1.8

653 63 33
                                    

arkadaşlar gerçekten hayatımda ilk defa bu kadar plansız yazıyorum o yüzden olay örgüsü bok gibi ilerliyor fdjcnhkjdch

ama olsun just say genciz güzeliz hallederiz and keep going

yorum yapmayı ve oy vermeyi unutmayınn (yazarınız angst bağımlısı ve ağlamaklı üzücü şeyler dışında yazı yazamadığı için mutlu olacakları bu son üç bölümü yazmakta oldukça zorlanıyor, oy ve yorumlarınız beni gaza getirir ben gaza gelirsem bölümler hızlı gelir)

20 final aşkolar

keyifli okumalarr

insta: lttlemoa_

***********

[Yazar'ın Gözünden]

Felix titreyen küçün ellerini sıkarak sakinleşmeye çalıştı. Okulun bahçesinin kapısında dikilmiş içeri giremiyordu.

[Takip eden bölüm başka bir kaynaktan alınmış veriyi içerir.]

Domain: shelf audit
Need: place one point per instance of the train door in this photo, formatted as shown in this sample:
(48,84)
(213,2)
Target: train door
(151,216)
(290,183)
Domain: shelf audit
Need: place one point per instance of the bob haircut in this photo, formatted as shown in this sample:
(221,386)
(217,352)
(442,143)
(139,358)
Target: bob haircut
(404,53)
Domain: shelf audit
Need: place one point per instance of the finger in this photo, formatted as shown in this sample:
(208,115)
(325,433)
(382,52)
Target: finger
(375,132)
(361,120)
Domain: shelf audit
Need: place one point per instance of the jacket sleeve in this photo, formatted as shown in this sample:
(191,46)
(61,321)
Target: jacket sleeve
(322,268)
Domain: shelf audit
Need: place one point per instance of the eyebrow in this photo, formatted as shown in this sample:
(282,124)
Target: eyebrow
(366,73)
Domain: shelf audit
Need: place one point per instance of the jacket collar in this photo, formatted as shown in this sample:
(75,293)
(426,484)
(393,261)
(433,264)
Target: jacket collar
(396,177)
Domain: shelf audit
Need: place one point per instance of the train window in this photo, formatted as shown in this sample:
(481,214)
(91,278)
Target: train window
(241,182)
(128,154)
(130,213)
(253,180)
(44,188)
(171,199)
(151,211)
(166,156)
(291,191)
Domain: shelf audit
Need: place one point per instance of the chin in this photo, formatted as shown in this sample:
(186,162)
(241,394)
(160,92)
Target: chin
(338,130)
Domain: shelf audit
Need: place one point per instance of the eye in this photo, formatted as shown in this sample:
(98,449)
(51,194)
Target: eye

Hyunjin ile yaptığı konuşma neydi?

Neden bu kadar salak davranmıştı?

Ama bazen gerçekten aşık olduğunuzda gurur ve mantık yerini sadece kalbe bırakırdı, Felix de bunu yaşamıştı aslında. Akla mantığa uymuyordu söverken aniden aşk itirafı yapması ama aşık yüreği Hyunjin'i affedip kollarına atlamak için yanıp tutuşuyordu.

Şuan o tutuşma hissi sönmüş ve yerini gerginliğe bırakmıştı.

"Neden dikiliyorsun?"

Felix arkasından gelen sesle irkilerek döndü, Seungmin değişik bakışlarla ona bakıyordu. "İçeri girsene ders başlayacak."

"Giremiyorum."

Seungmin, Felix'in hemen yanında elleri cebinde dikilmeye başladı. "Peki neden?"

Felix derin bir nefes aldı, şimdi anlatacağı şey yüzünden ölmesi muhtemeldi. Muhtemel olmakla birlikte çok büyük bir ihtimaldi. Ama Seungmin'den bir şey saklamak yerine anlatıp dayak yemek daha iyiydi.

"Ben dün Hyunjin'le telefonda konuştum."

Felix geleceğini düşündüğü darbenin hayaliyle gözlerini kapatıp kollarını kendine siper etti.

"Ne dedi?"

Şaşkınlıkla yutkundu Felix, Seungmin'in Hyunjin'i duyup sakin kalacağı bir anı rüyasında bile göremezdi.

Hızla kendini toparlayıp cevap verdi. "Çok pişmanmış, özlemimden ölüyormuş. Affet diye yalvardı ben de düşüneceğimi söyledim."

Seungmin tek kaşını kaldırarak "Ha sen de ağlayarak kollarına atlamadın?" diye sordu.

"Eyy tabii ki atlamadım. Soğuk davrandım ben."

Seungmin yüzünde bir gram inanç olmadan bakmaya devam etti. Felix göz devirerek konuştu.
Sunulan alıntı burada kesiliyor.